Кстати, о цинизме. На страницах октябрьского «Знамени» находим подборку Константина Гадаева (наряду с Михаилом Кукиным и Игорем Фёдоровым входящего в поэтическое содружество «КуФёГа») с интригующим названием «Между ханжеством и цинизмом». Лирический герой Гадаева, наблюдая неброское окружающее (и как бы втягивая, втаскивая большой мир в свой квартирный, маленький), всверливаясь взглядом в «пейзаж, попутный для жизни всей», задаётся нелёгкими и склонными к риторичности вопросами («Что смогу я сегодня ещё? Ничего не смогу. / Что мне надо сегодня ещё? Только это и надо») и обращает к себе печально-суровые императивы («Не ищи же пустеющим сердцем добра от добра: / этот способ наполнить его никуда не годится»). У него своя «длящесть» – протяжённость «уроков»: более горькая и, в отличие от бесконечного Творения, конечная (вспомним героя нашего предыдущего обзора Геннадия Русакова с его «Уроками ремесла»): «Хоть теперь присмотрись и прислушайся… Длится урок. / Днём и ночью. Зимою и летом. Пока ещё длится».
Но как раз это созерцательно-медитативное состояние, с одной стороны, расстроенности, а с другой – самоуглублённой сосредоточенности, даёт возможность «на пороге тьмы» (эта пограничность, как и слышимая только поэту музыка, роднят Гадаева и с Поповым, и с Куллэ) уловить «роздых бытия», «полнозвучность тишины живой», услышать, как «сверчки озвучивают звёзды», обрести зрелость любящего зрения («если и не плоть, то тень едина»), преодолеть «почти незримо убывающее» время и испытать подлинное – без «ханжества и цинизма» – самоумаление («До смешного мы / на земле малы») перед бытийным космосом, явленным порой в самых неброских деталях «неошкуренного» (памятуя о метафоре Куллэ) быта с «видом из окна, засмотренным до дыр» и – в конце концов – проникнуться спасительной верой в «могучую простоту замысла»:
Как разнородно всё и рядом,
одним охваченное взглядом.
Есть лишь контраст, но нет разлада.
Что замысел могуч и прост,
уверишься, когда дугою
по своду, взрытому грозою,
из сизой мглы к златому зною
протянется воздушный мост.
Сквозь «тусклое стекло» повседневности поэт старается разглядеть «что-то главное», и у него это получается.
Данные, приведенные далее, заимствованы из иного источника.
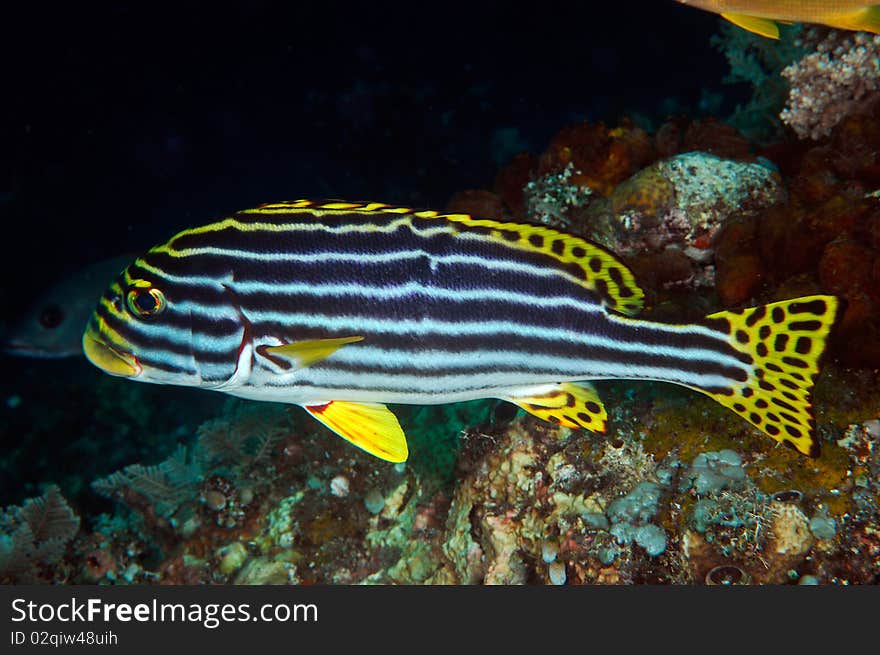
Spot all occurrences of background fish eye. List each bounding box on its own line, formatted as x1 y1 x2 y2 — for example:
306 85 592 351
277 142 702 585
125 286 166 319
38 304 64 329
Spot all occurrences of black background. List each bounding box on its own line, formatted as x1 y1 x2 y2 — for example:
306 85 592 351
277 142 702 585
1 1 729 323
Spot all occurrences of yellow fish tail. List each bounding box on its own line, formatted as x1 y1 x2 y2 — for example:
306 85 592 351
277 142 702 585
699 295 838 457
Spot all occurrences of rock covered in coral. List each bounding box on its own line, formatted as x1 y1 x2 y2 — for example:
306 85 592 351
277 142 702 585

За бытовым обнаруживается бытийное: «Сквозь вётел золотистый ветер / просвет на Химкинское светел». Спасение обретается – «вне земного привычного бремени» – в единстве зрения, музыки («места себе в жизни не находит, / если сходит музыка на нет») и памяти («где все близкие мне при жизни / за дощатым столом сидят»).
Эту главную лирическую тему Гадаева хорошо сформулировал критик Сергей Баталов: «Мир вокруг красив, но при этом ужасен, человек – слаб, смертен и бессилен что-либо в нём изменить. Однако это бессилие не исключает стоического в своей безнадёжности противостояния. <...> Там, где бессилен человек, – всесилен Бог. И надеждой на его помощь полны стихи Константина Гадаева. Даже в минуты самого полного отчаяния».
Напоследок добавлю к этим трём, как выяснилось, тесно переплетённым общими темами и вариациями подборкам небольшой список других заметных октябрьских публикаций. Не гомеровский «список кораблей», конечно, но списков «премногих тяжелей»: «Стихи» Александра Вергелиса («Звезда»), «Последние стихотворения последних лет» Вадима Дулепова («Урал»), «Стихи» Германа Власова («Нева»), «Не сбиваясь на рассказ» Александра Кушнера («Знамя»), «Дружеские послания поэтам» Галины Климовой («Интерпоэзия», № 4), «В поющей темноте» Глеба Шульпякова («Новый мир»), «Поющий снег» Ганны Шевченко («Дружба народов»).
«Услышимся» через месяц!
__________________________
1 О. Балла. Точное количество жизни // Четырёхлистник. № 8.